The Environmental Protection Agency monitors these occurrences, tracking both fine particulate pollution and ozone presence across the country. They use an air quality index (AQI) to warn the public about associated dangers. The index spans from green “good” to the extreme “hazardous” that Pacific Coast residents are seeing this year. Right in the middle of their index lays the orange “unhealthy for sensitive groups,” indicating a danger warning for vulnerable populations—children, elderly, anyone with respiratory diseases, and, perhaps most surprisingly, hikers.
“People outdoor exercising are in this sensitive group,” says AMC’s staff scientist Georgia Murray. “Because we’re recreating and breathing deeply, hikers are exposed to overall more pollutant load.”
In mid-September, the University of Maryland–Baltimore County’s Smog Blog reported that wildfire smoke detected by Lidar is “confined to heights at 3 to 10 kilometers and not impacting the surface air quality measurements.” That’s why Underhill says smoke drift generally affects those hiking at higher elevations. An AMC study on Mount Washington hikers confirmed that certain air pollutants decreased lung capacity even in healthy adult hikers.

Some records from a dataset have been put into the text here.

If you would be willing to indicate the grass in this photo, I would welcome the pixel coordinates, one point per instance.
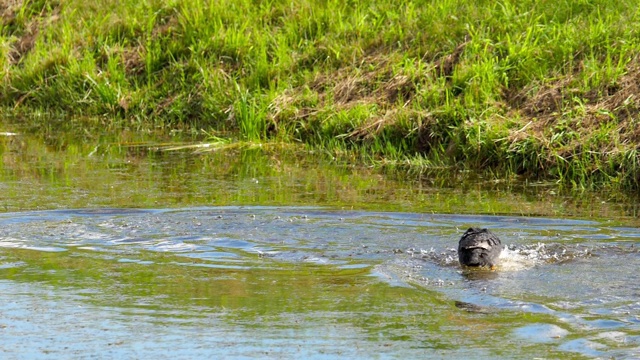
(539, 89)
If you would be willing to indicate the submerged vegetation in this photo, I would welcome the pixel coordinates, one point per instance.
(540, 89)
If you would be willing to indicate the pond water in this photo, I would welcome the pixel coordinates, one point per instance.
(110, 250)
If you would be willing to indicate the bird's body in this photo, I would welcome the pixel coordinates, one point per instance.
(479, 247)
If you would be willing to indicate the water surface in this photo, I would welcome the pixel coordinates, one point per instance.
(112, 249)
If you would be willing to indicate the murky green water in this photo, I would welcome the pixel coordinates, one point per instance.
(132, 252)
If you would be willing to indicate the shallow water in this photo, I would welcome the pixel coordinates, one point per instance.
(133, 252)
(306, 281)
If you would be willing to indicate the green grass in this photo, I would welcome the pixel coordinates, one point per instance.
(539, 89)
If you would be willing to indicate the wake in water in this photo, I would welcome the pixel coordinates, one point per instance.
(513, 257)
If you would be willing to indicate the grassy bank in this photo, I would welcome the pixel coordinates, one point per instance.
(541, 89)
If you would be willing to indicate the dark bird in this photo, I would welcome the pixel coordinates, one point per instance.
(479, 247)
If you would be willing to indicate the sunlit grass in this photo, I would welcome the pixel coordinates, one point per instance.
(538, 89)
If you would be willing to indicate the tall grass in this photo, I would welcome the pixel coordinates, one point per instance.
(543, 89)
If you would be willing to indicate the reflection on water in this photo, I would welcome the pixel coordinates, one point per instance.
(141, 253)
(289, 281)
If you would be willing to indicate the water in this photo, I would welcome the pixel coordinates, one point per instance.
(314, 282)
(129, 251)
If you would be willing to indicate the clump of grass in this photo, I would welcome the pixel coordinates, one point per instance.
(539, 89)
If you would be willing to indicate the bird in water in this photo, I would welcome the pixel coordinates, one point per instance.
(479, 247)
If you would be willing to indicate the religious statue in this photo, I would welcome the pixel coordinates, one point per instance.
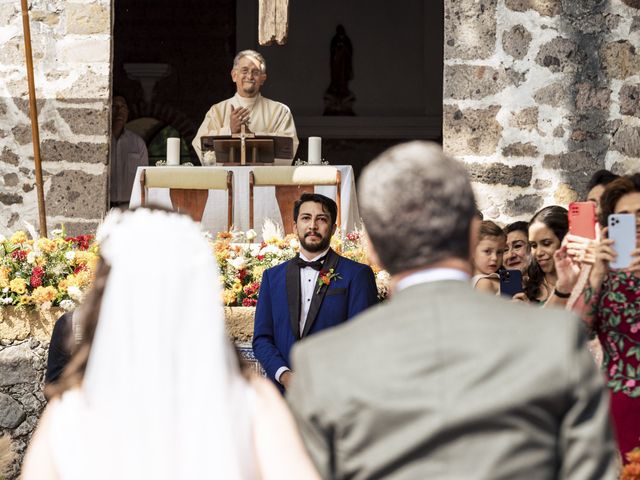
(338, 99)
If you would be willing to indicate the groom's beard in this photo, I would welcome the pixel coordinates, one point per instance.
(316, 246)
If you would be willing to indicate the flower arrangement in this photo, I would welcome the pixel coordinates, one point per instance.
(47, 271)
(57, 271)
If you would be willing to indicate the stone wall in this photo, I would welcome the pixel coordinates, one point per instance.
(71, 44)
(538, 95)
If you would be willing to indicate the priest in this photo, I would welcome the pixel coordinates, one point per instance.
(260, 115)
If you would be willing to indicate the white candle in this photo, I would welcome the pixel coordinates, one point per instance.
(173, 151)
(315, 150)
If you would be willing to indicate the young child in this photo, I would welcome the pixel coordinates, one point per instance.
(487, 257)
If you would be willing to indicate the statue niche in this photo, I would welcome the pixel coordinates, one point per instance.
(338, 100)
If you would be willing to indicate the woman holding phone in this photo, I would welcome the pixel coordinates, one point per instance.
(610, 304)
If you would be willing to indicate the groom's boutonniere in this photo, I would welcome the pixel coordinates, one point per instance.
(325, 277)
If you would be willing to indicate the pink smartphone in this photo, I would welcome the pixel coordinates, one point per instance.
(622, 229)
(582, 219)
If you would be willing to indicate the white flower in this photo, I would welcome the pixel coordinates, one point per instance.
(75, 293)
(238, 263)
(67, 305)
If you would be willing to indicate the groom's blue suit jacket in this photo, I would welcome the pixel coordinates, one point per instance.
(276, 326)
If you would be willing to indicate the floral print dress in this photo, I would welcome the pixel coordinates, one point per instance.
(617, 324)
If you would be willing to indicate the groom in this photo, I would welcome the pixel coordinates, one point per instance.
(316, 290)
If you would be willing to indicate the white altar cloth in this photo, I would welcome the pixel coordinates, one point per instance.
(264, 200)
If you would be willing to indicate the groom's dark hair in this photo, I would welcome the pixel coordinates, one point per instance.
(327, 204)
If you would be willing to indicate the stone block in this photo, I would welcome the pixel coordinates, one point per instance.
(79, 228)
(10, 198)
(560, 55)
(630, 100)
(94, 50)
(471, 131)
(10, 179)
(86, 19)
(589, 96)
(16, 365)
(22, 134)
(519, 149)
(86, 121)
(499, 173)
(23, 104)
(524, 205)
(564, 195)
(11, 412)
(473, 82)
(516, 41)
(525, 119)
(50, 19)
(620, 59)
(626, 140)
(80, 152)
(470, 29)
(90, 85)
(547, 8)
(553, 95)
(74, 193)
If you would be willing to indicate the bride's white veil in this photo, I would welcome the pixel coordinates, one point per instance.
(163, 393)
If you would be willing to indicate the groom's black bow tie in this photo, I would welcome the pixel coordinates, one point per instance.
(316, 264)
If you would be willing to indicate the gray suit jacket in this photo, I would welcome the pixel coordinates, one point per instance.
(443, 382)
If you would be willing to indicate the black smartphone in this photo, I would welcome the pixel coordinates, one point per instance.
(510, 282)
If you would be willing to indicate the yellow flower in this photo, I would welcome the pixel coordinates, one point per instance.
(46, 245)
(4, 277)
(257, 272)
(18, 237)
(63, 285)
(228, 297)
(44, 294)
(18, 285)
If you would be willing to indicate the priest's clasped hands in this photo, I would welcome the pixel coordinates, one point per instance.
(239, 116)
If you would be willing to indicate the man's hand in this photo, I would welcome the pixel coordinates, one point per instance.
(238, 117)
(285, 379)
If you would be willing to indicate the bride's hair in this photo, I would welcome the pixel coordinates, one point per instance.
(87, 317)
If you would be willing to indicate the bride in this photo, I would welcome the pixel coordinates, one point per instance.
(155, 389)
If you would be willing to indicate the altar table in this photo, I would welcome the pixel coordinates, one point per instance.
(265, 205)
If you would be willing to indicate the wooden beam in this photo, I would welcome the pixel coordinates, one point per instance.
(273, 22)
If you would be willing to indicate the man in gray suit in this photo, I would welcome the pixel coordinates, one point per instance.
(442, 382)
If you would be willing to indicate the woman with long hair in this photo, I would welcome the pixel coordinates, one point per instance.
(610, 304)
(547, 229)
(154, 389)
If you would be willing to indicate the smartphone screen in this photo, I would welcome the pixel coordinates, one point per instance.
(510, 282)
(622, 229)
(582, 219)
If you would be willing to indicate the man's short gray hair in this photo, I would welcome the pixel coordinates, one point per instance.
(417, 205)
(251, 54)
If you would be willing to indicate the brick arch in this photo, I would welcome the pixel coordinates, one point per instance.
(169, 116)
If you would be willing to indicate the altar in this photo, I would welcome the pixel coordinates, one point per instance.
(265, 205)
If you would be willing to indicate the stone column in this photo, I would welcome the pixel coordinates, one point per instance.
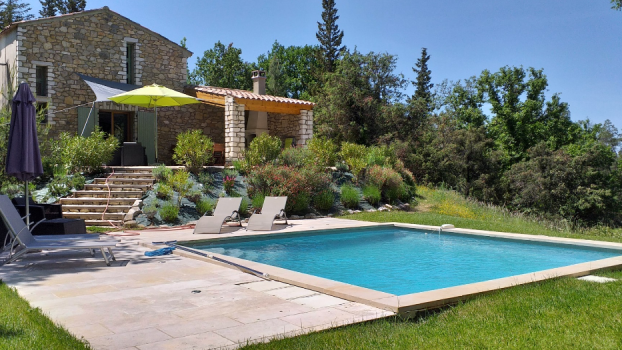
(234, 130)
(305, 130)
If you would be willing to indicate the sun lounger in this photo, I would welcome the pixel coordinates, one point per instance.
(226, 209)
(26, 242)
(273, 209)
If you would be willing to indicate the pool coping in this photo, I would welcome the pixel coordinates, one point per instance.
(405, 304)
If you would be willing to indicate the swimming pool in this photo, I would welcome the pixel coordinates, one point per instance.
(401, 260)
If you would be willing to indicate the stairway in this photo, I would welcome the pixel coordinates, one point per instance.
(127, 186)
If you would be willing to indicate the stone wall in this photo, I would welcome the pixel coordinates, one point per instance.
(93, 43)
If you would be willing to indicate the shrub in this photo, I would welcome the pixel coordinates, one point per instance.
(85, 153)
(205, 205)
(169, 212)
(164, 191)
(180, 182)
(324, 151)
(271, 180)
(193, 150)
(350, 197)
(372, 194)
(296, 157)
(162, 172)
(324, 200)
(262, 150)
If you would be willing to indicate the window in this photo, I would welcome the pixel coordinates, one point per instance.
(42, 80)
(130, 63)
(42, 108)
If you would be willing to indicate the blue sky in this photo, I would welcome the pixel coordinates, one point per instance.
(578, 43)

At Camp Dodge’s air quality monitoring station, Murray has noticed the traces of atmospheric carbon following distant wildfires. Fresh smoke can affect the ozone levels, she says, but most often we see the impacts in the haze levels and chemistry. For Murray, the smoke drifting from the West is both a health concern and a warning. “The western forest fires are severe enough,” she says. “They’re in public lands and they’re in communities that are right up against public lands. Even though it may not be affecting us as directly, I think it’s a wake-up call to us all that climate change is happening now.”